Unit Pricing for Production Trim Carpentry
Pros discuss the ballpark price of trimming production homes, and throw a tip or two for making time on the job. November 19, 2005
I'm a self-employed finish carpenter in Hawaii. I am pricing a job consisting of a 104 unit tract of townhomes, with four basic floor plans. I would be doing two units a week, for one year. The casing is 2-1/4 colonial, with no wrap on the windows, only sills. There would be no radiused drywall corners, no crown on the uppers, and postformed tops. The homes have 3 bedrooms, 2 baths, and average kitchen. Would $1.20/sf. be a fair price to charge? Does anyone have any other advice?

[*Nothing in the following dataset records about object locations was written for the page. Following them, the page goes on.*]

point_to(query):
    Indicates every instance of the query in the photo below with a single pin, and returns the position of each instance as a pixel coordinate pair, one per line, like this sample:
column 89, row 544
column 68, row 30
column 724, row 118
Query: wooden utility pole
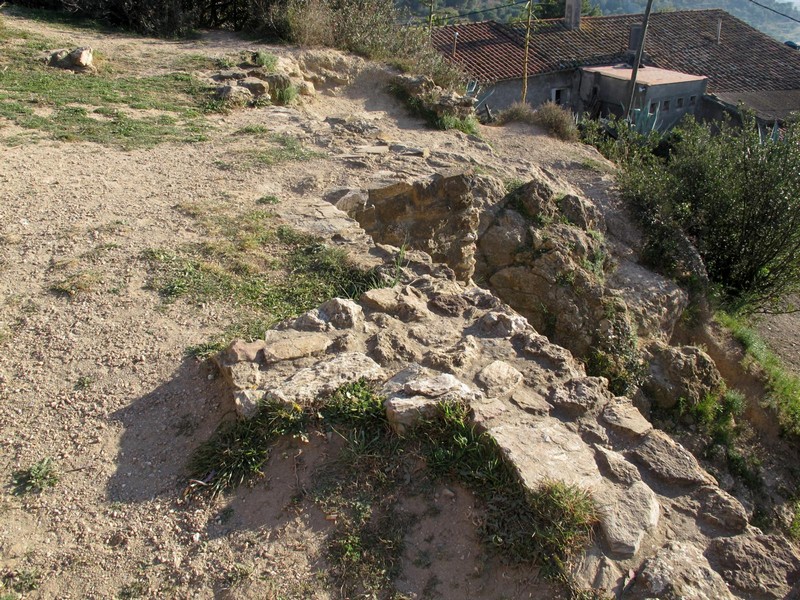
column 639, row 51
column 527, row 45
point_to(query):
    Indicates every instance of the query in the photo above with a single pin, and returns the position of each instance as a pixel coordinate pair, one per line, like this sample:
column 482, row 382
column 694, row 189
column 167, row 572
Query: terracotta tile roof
column 769, row 105
column 745, row 58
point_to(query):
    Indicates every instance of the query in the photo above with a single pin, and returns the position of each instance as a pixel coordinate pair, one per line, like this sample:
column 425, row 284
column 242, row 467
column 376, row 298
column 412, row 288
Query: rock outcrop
column 78, row 60
column 432, row 340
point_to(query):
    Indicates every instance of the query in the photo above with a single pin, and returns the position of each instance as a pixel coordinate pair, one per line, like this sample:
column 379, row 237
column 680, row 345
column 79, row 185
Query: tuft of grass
column 101, row 107
column 782, row 385
column 237, row 451
column 253, row 130
column 81, row 282
column 36, row 478
column 359, row 489
column 512, row 185
column 24, row 581
column 205, row 350
column 285, row 96
column 468, row 125
column 84, row 382
column 547, row 526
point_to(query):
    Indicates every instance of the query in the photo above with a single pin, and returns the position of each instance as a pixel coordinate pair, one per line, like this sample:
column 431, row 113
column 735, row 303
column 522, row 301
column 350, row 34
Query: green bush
column 519, row 112
column 557, row 121
column 736, row 194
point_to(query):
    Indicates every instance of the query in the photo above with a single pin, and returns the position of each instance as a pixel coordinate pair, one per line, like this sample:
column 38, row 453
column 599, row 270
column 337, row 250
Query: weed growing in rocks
column 36, row 478
column 783, row 386
column 359, row 488
column 262, row 271
column 547, row 526
column 22, row 581
column 519, row 112
column 557, row 121
column 265, row 60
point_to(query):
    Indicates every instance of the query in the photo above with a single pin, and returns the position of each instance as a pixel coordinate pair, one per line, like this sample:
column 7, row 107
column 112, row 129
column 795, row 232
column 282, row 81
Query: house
column 736, row 63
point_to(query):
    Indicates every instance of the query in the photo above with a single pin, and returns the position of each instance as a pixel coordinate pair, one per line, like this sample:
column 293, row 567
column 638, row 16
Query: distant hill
column 778, row 27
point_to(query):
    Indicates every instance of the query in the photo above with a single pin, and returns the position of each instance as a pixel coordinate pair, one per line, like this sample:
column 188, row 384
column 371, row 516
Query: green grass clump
column 36, row 478
column 100, row 107
column 783, row 386
column 285, row 96
column 361, row 486
column 81, row 282
column 262, row 271
column 253, row 130
column 546, row 526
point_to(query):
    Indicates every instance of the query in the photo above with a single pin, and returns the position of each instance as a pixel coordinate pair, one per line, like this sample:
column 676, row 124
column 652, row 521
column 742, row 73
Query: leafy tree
column 736, row 194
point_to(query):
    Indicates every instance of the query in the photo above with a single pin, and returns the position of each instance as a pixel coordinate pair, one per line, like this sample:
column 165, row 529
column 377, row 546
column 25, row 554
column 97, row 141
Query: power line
column 478, row 12
column 777, row 12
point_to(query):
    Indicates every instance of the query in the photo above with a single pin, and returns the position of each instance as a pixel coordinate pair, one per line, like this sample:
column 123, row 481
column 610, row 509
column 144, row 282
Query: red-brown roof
column 686, row 41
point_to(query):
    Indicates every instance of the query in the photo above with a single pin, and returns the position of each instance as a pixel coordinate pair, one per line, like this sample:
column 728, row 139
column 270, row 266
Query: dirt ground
column 101, row 382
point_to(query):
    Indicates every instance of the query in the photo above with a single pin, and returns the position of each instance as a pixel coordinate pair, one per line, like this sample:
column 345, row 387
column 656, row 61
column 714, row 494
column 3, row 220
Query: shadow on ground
column 160, row 431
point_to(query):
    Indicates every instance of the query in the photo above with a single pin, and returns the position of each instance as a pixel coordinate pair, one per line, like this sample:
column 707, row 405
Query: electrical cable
column 474, row 12
column 775, row 11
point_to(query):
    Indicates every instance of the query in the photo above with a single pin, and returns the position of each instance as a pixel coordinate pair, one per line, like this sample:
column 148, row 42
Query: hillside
column 762, row 19
column 267, row 335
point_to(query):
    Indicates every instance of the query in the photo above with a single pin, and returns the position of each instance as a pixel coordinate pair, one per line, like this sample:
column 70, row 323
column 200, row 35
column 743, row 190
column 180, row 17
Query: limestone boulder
column 436, row 215
column 680, row 571
column 337, row 313
column 498, row 379
column 624, row 418
column 79, row 60
column 669, row 461
column 291, row 345
column 677, row 373
column 257, row 87
column 627, row 514
column 580, row 395
column 325, row 377
column 757, row 566
column 234, row 94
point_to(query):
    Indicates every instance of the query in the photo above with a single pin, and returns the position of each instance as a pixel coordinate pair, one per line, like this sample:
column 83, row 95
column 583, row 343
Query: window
column 559, row 95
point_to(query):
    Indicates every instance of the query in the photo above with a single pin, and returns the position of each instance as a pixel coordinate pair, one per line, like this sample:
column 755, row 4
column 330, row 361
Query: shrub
column 519, row 112
column 266, row 60
column 737, row 196
column 557, row 121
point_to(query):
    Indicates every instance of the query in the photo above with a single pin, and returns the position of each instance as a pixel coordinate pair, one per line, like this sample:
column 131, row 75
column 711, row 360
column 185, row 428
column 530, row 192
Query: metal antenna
column 639, row 52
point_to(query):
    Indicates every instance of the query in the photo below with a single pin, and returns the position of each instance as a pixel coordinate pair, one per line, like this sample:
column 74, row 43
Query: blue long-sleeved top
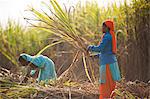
column 106, row 55
column 46, row 66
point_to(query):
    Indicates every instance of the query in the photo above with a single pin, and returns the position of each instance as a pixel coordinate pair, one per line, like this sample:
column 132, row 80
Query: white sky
column 15, row 9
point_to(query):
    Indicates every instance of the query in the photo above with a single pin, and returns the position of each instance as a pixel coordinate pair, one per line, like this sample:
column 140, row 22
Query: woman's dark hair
column 21, row 59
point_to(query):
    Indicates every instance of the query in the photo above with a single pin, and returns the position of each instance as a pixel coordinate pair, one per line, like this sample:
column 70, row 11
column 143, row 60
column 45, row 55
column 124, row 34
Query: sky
column 15, row 9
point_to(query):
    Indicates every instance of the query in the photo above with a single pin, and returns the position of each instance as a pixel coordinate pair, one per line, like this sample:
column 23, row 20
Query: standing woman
column 109, row 70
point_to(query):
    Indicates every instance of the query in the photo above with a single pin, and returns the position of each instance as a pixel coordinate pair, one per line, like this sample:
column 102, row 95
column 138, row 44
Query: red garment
column 110, row 24
column 107, row 87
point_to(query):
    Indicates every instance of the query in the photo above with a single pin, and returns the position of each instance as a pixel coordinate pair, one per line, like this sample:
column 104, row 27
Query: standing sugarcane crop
column 109, row 70
column 40, row 63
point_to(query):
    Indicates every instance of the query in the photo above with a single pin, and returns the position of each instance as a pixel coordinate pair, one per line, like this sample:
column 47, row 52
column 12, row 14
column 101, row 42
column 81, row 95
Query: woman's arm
column 102, row 45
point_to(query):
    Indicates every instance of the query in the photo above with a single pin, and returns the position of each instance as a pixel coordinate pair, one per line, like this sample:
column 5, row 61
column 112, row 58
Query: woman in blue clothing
column 40, row 63
column 109, row 70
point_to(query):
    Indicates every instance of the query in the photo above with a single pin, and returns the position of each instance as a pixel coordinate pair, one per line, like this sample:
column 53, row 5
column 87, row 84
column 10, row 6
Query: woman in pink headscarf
column 109, row 70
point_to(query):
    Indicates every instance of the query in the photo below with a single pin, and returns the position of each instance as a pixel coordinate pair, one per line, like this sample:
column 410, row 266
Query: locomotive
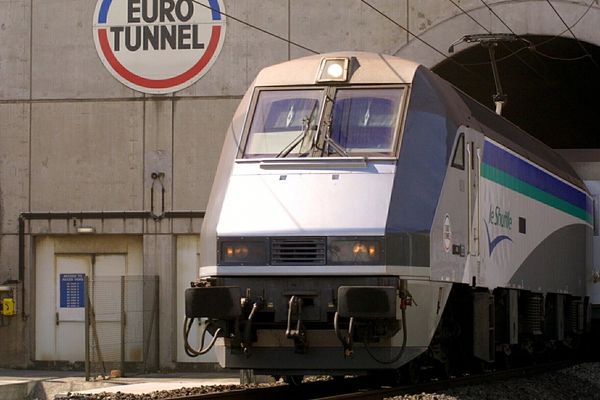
column 366, row 215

(Cabinet and Millwork Installation Forum)
From contributor A:
From the information you given I'd say go for it. I get approximately the same here in NY. The bonus for you is that windows are only stool and apron. With two units a week, you’d better hire a helper or two. Check into some production tips also to speed things along. If you have to cut all of the casing, make a tick mark on the wall, at 83" for example, and stand all the legs up against a wall. Then mark all your rights and lefts. For all the head pieces, make up a board with all of the different door sizes on it, for example 2/4, 2/6 etc. This may speed things up a bit for you. Another suggestion would be to attach casing to one side of door before you install it. Then install door, shim from backside, then trim.
From contributor B:
Considering baseboards, doors, window stools, kitchen cabinets, kitchen counter tops, 2 bathroom vanities, that charge sounds low for Nashville, TN much less for Hawaii or NY
From contributor C:
I agree with contributor B. Hire two helpers and add $1.00 p/f. By the time you guys do 3-4 houses you’ll be flying and possibly finish ahead of schedule which obviously means more profit for you. But definitely price it up! An oak tread costs me $6.00 to make and I can get $60.00 for it in MA.
From contributor D:
I agree with contributor A. That’s how I do it and I average right at 13.5 min. per interior door.